Jonathan Aprea lives in Philadelphia. His work has appeared in Prelude, the Atlas Review, Metatron and elsewhere. His chapbook Dyson Poems is forthcoming from Monster House Press. You can find him on the web at jonathanaprea.com
2 poems
by Jonathan Aprea
All in Heaven
The goldfish are not strong. They do not
commandeer the room or counter where
their glass container sits as it accrues the benign hair-
like algae that clouds everything. The pot
of painted coins has spilled into its same spot
for so long I can recall its shape well. Nowhere
is more important than the plastic chair
that lets me watch their bright shadows wrought
behind the glass, where they are adrift
and for themselves and confined to a space. I know
there is a love they do not speak. I know I wish
they could. I mouth the words until my brow,
sunk, weeps. Until it is in me, and I am the goldfish.

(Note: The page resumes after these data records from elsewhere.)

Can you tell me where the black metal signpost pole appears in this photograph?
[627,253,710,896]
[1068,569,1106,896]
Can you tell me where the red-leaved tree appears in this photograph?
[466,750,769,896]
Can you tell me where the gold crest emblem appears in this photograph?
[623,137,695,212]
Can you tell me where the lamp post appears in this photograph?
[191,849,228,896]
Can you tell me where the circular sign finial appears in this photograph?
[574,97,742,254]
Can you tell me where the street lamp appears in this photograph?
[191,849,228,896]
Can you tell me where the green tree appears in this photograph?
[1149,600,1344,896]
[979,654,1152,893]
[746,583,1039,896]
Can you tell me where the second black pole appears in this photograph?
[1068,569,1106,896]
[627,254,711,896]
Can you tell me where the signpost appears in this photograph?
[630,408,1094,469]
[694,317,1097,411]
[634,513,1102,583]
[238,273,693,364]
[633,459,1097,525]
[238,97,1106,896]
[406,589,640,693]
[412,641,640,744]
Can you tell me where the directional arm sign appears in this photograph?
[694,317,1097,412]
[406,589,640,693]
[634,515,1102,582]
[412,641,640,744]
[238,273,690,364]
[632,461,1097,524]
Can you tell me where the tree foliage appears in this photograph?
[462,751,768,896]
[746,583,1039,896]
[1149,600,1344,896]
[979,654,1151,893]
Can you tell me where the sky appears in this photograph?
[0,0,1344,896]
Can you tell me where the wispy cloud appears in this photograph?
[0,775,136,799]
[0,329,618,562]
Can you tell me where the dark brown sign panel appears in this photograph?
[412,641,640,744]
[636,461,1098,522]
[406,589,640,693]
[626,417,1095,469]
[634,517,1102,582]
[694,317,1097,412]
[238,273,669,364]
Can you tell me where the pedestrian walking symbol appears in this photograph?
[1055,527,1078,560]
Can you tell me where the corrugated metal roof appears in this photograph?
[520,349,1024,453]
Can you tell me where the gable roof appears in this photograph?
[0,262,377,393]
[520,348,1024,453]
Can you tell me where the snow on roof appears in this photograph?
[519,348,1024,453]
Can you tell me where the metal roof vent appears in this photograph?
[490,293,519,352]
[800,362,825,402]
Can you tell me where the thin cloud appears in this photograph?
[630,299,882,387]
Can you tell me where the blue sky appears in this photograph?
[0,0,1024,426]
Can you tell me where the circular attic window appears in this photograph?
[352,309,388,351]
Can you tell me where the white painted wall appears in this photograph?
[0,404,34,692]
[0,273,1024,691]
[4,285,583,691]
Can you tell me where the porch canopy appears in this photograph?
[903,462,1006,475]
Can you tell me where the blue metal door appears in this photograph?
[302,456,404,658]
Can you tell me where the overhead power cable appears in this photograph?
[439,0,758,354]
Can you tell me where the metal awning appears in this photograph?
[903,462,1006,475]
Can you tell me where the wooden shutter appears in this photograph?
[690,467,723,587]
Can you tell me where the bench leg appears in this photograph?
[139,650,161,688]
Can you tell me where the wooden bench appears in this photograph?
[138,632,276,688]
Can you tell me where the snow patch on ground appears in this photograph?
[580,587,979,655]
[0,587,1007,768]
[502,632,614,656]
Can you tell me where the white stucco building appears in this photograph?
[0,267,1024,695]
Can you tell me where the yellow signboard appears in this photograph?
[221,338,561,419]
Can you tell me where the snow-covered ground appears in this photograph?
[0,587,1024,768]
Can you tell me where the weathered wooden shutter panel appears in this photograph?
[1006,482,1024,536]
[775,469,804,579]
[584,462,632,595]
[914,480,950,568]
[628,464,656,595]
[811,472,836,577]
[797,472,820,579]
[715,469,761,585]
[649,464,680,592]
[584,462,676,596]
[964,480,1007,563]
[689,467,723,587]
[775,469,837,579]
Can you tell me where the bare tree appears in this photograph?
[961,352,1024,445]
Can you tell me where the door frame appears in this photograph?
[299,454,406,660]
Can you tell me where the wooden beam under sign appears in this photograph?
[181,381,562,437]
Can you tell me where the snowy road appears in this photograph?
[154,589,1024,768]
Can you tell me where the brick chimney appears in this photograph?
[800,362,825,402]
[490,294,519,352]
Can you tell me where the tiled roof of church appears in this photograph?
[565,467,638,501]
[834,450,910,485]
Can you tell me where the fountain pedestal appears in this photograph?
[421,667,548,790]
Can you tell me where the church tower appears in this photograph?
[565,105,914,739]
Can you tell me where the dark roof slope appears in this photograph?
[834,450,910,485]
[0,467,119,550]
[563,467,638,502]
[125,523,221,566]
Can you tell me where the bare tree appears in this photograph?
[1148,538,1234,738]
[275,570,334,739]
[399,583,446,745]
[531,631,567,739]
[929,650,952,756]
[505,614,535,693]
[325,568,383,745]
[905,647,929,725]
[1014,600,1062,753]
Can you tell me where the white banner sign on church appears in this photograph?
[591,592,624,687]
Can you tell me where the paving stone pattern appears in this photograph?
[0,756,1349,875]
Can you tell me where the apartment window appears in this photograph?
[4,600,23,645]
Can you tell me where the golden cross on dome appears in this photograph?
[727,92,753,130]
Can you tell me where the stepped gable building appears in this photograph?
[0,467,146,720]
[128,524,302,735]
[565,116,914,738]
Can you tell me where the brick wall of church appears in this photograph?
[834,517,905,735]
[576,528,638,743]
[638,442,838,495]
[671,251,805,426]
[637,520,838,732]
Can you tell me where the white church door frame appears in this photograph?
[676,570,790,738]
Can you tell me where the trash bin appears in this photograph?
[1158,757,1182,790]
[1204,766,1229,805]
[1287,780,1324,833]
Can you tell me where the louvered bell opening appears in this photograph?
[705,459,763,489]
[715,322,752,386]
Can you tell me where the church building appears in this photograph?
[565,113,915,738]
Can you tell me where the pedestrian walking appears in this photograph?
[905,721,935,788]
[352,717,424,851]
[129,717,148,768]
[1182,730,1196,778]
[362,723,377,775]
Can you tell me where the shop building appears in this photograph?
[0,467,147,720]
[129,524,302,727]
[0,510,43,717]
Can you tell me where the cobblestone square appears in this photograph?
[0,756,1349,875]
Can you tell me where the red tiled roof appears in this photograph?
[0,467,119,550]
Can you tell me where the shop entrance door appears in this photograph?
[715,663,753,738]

They are me, they are in heaven now.
Fluid Astrology
I am affected by the bodies I have heard of
floating in heaven. They are spheres
drawn through space as if by threads
arranged in paths to look like light
but that are interpreted more correctly
as information. I am affected
by their instructions sung
into my ears, which function because
the ear is filled with fluid. There is no earth
in my chart. There is water
in my midheaven. I unravel from my beliefs
and find new ones. I must weep
for the tide in my veins’ blood —
it is blinded by its search for more blood.